Maximum recursion bug?

Martin_K · August 15, 2019, 10:34am

I was trying to build a tree like neural net, where there are nested modules in ModuleList/ModuleDict objects. However I encountered a maximum recursion bug in the top node, the ‘root’ of the tree. To make it simple, I created a minimal example to reproduce this error (Pythorch 1.2):


class TreeNode_Test(nn.Module):
    def __init__(self):
        super(TreeNode_Test, self).__init__()
        self.nodesInLevels = nn.ModuleList([self]) 

myModel = TreeNode_Test()
myModel # when calling this or myModel.nodesInLevels I ll get max recursion error:


  File "C:\Users\mk23\AppData\Local\Continuum\anaconda3\lib\site-packages\torch\nn\modules\module.py", line 1042, in __repr__
    mod_str = repr(module)

  File "C:\Users\mk23\AppData\Local\Continuum\anaconda3\lib\site-packages\torch\nn\modules\module.py", line 1042, in __repr__
    mod_str = repr(module)

  File "C:\Users\mk23\AppData\Local\Continuum\anaconda3\lib\site-packages\torch\nn\modules\module.py", line 1036, in __repr__
    extra_repr = self.extra_repr()

RecursionError: maximum recursion depth exceeded

Any ideas?

albanD · August 15, 2019, 10:39am

Hi,

You model references itself when you use self in your ModuleList. So the print function that tries to print all the module that are contained in your model will run infinitely.
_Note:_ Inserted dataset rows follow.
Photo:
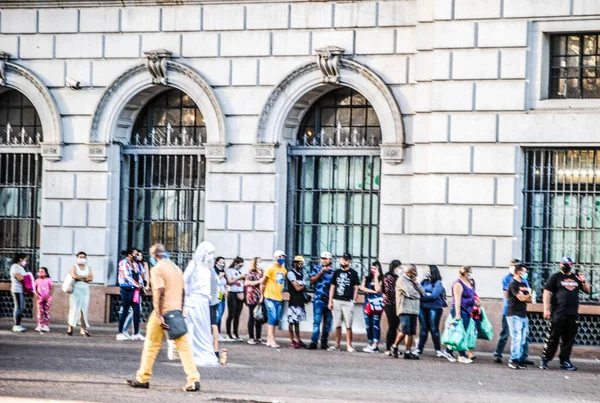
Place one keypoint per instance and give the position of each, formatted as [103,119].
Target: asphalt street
[57,367]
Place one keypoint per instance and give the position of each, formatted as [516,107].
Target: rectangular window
[575,66]
[20,205]
[334,206]
[562,199]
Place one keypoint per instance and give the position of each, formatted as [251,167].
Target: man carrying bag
[167,300]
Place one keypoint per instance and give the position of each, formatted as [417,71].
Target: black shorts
[213,314]
[408,324]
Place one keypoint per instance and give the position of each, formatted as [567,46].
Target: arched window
[163,177]
[20,179]
[334,180]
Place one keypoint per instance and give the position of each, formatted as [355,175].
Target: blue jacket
[433,295]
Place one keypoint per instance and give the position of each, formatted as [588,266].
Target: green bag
[471,336]
[486,330]
[454,335]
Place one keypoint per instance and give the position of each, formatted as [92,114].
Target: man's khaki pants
[154,338]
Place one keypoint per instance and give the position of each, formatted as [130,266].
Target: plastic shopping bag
[486,330]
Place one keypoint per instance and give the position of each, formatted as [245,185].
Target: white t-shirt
[16,286]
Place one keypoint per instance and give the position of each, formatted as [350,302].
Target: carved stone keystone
[328,60]
[157,65]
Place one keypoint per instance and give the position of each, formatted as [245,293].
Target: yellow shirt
[274,284]
[170,277]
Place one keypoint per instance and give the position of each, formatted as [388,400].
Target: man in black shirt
[516,316]
[343,292]
[561,305]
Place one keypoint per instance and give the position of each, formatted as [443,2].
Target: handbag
[176,322]
[68,284]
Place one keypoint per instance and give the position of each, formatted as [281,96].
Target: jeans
[234,310]
[154,338]
[429,320]
[220,310]
[127,301]
[19,301]
[253,325]
[373,329]
[519,328]
[393,322]
[563,329]
[321,314]
[503,339]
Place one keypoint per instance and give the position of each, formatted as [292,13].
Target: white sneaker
[464,360]
[123,337]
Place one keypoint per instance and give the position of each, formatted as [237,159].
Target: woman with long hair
[252,283]
[235,298]
[371,286]
[389,305]
[432,308]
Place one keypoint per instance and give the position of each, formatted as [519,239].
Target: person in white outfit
[197,279]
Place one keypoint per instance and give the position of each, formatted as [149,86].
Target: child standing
[43,288]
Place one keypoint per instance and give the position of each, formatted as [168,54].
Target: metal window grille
[163,178]
[333,185]
[575,66]
[562,215]
[20,180]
Martin_K · August 15, 2019, 12:52pm

That is an explanation but not a solution

I don’t think this behaviour is correct, if I change the parent class to object instead of nn.Module, or the nn.ModuleList to python list(), then it will work as expected - but then it won’t work with DataParallel. As then it won’t replicate the model properly across multiple GPUs and I will end up with the dreaded tensors/parameters on different GPUs error…
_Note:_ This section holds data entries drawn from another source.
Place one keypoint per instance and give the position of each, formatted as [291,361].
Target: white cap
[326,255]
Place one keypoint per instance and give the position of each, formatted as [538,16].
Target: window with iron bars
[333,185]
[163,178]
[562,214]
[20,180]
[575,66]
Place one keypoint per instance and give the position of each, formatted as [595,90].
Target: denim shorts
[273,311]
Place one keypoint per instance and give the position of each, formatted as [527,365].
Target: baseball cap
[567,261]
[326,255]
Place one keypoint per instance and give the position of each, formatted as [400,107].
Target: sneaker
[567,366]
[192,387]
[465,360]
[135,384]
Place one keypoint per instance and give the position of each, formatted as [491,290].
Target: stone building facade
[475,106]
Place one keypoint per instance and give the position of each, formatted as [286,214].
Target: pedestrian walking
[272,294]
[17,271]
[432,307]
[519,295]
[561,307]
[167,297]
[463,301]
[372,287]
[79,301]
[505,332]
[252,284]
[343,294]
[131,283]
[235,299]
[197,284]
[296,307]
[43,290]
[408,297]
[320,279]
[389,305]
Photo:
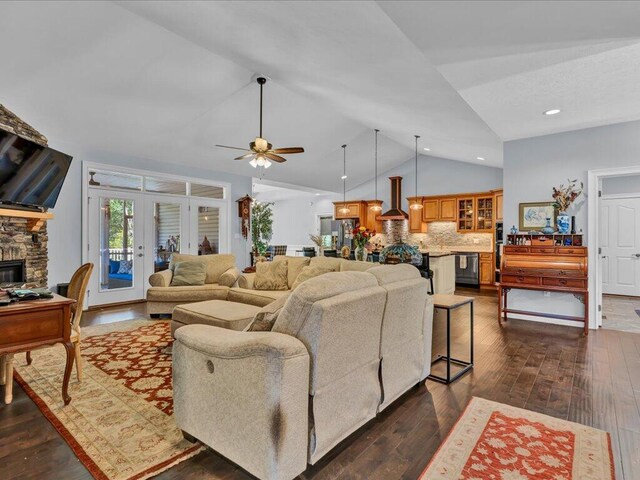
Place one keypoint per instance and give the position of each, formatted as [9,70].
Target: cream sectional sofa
[222,274]
[244,292]
[345,345]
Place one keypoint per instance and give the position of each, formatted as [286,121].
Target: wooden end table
[28,325]
[449,303]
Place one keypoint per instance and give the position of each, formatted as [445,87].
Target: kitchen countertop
[438,252]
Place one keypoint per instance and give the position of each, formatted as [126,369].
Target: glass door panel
[208,228]
[115,247]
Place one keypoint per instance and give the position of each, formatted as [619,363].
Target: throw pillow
[125,266]
[271,276]
[228,278]
[263,320]
[188,273]
[309,272]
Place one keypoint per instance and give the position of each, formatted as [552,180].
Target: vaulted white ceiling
[169,80]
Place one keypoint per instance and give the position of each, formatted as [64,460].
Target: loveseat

It isn’t just print, (which I could avoid by not calling it), pretty much everything ends up in an infinite loop, eg module.apply(fn) which I can’t avoid using.

ptrblck · August 15, 2019, 3:04pm

What would your use case be?
If you use self as a module inside nn.Module, even the __call__ function will try to recursively call itself.
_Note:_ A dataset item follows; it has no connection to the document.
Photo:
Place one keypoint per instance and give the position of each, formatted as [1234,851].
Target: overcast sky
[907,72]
WilliamOnVoyage · February 19, 2021, 10:39pm

Hi, I have encountered the same issue when following this parallelism tutorial: Multi-GPU Examples — PyTorch Tutorials 1.7.1 documentation → Attributes of the wrapped module

Simple code snippet to reproduce:

>>> import torch
>>> class TorchDataParallel(torch.nn.DataParallel):
...     def __getattr__(self, name):
...         return getattr(self.module, name)
... 
>>> block = torch.nn.Module()
>>> parallel_block = TorchDataParallel(block)
>>> parallel_block.stream_names
Traceback (most recent call last):
  File "<stdin>", line 1, in <module>
  File "<stdin>", line 3, in __getattr__
  File "<stdin>", line 3, in __getattr__
  File "<stdin>", line 3, in __getattr__
  [Previous line repeated 995 more times]
RecursionError: maximum recursion depth exceeded

Wondering what would be the right way to access custom attributes?

ptrblck · February 20, 2021, 6:36am

Which PyTorch version are you using?
I’ve just tried it out on a ~1 week old source build and don’t get an error.

radugrosu · June 2, 2021, 4:29pm

I get the same on ‘1.7.1+cu101’.
Can get it to work doing:

class DataParallel(torch.nn.parallel.DataParallel):
    def __getattr__(self, name):
        module = object.__getattribute__(self, "_modules")["module"]
        if name == "module":
            return module
        return getattr(module, name)